Wednesday, December 16, 2009

Florida's Oysters and Turtles

Did you ever eat a raw oyster? We did! At first we didn’t want to try one but then we remembered that when we travel it is important to try new things including new food. We tried them and loved them! We were in Apalachicola, which is famous for their oysters. We went out on a boat where we learned how the fishermen have been harvesting oysters for hundreds of years. It is hard work and they have to go out in all kinds of weather. They use long poles that are hooked together. The ends look like rakes. With them they are able to scoop up clumps of oysters. They have to make sure they are the legal size. If they are too small they throw them back. Oysters like to live where fresh water from rivers meets the salt water so Apalachicola is perfect. When feeding, the oyster can pump and filter at least 25 gallons of water in 24 hours. That seems amazing because they are not very big. They are about the size an orange cut in half. It takes about six years for them to be big enough to harvest. We were surprised to learn that from 1880 to 1920, New York State was the oyster capital of the United States. There is a village on Long Island called Oyster Bay, now we understand why. We were amazed at the piles of oyster shells. Some piles were as big as a barn. We learned that the city of Crisfield, Maryland is built on a foundation of oyster shells. In Apalachicola they put most of the shells back in the water to start new oyster beds.
Turtles are another amazing animal we learned about in Franklin County, Florida. We went to hear Bruce Drye talk about turtles. He is specially trained to handle turtles. He told us that sea turtles are among the oldest creatures on earth. When the loggerhead turtle hatches it is only about two inches long but the adult loggerhead sea turtles are among the larger of the sea turtle species and weigh an average of 275 pounds. Loggerhead turtles don’t have teeth; instead they have powerful jaws enable them to crush and ingest clams, crabs and other shellfish. There are several volunteer groups that try to protect the sea turtles and their nests. "Sea turtles migrate between nesting areas and foraging areas, often traveling hundreds, even thousands of miles to reach a desired location. Some individual turtles that nest in Franklin County may travel as far as the coast of Central or South America to forage before returning to nest," Mr. Drye explained. He also said, "Turtles are not decision makers. They operate on instinct so if people leave the lights on in their house the baby turtles head toward the house instead to the sea and if there are beach chairs and other things in the way they get trapped." Our villa on the beach on St.
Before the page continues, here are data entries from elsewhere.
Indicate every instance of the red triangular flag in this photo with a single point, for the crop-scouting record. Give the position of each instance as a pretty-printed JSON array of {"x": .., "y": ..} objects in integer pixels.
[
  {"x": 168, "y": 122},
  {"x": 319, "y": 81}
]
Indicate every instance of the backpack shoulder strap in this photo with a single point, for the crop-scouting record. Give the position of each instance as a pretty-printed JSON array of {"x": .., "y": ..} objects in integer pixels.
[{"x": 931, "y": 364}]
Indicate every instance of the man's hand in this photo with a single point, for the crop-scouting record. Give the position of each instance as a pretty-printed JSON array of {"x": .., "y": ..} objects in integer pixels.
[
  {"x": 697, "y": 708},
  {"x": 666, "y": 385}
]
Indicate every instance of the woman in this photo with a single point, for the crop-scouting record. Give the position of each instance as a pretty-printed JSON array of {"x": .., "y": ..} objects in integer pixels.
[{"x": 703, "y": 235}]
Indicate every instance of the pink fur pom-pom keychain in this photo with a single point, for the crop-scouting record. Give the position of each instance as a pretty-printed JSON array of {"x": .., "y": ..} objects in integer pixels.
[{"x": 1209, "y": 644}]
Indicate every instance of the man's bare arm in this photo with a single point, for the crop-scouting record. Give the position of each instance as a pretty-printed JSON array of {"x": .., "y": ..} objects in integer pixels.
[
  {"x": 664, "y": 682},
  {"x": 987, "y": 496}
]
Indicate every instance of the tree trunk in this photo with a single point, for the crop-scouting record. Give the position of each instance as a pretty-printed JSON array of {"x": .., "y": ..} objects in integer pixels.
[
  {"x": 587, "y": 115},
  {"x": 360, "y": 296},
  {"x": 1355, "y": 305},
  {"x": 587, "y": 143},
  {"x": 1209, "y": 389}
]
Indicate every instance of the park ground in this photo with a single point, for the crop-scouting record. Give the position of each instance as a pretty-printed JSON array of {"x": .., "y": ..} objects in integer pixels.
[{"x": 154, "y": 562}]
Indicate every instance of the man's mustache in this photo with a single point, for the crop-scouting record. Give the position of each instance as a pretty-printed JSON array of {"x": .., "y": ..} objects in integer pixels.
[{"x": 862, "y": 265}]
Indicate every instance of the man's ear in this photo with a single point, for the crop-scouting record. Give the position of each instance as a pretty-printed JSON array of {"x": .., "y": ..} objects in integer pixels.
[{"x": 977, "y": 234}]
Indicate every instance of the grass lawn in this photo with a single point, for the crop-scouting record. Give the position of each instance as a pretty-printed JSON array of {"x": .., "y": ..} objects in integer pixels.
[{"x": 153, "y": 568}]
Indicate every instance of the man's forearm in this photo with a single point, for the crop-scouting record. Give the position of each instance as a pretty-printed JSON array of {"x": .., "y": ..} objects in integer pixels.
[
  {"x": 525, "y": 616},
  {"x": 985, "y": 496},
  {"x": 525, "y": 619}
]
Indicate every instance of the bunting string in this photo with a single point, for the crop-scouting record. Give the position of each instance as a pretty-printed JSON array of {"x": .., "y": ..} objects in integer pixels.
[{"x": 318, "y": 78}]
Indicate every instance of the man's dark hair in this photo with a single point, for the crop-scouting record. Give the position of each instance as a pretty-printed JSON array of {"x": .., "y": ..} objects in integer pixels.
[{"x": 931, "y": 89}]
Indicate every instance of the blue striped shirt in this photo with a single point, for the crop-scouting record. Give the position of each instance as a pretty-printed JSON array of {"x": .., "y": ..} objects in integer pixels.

George Island had instructions about what to do to protect the turtles during nesting time.

We found out something else interesting in Apalachicola and it had nothing to do with turtles. On an historic tour we learned that in 1837 the Orman House was built near Syracuse then unassembled for shipping. It traveled by sailing ship to Apalachicola where it was reassembled. We learn such interesting things, don’t we?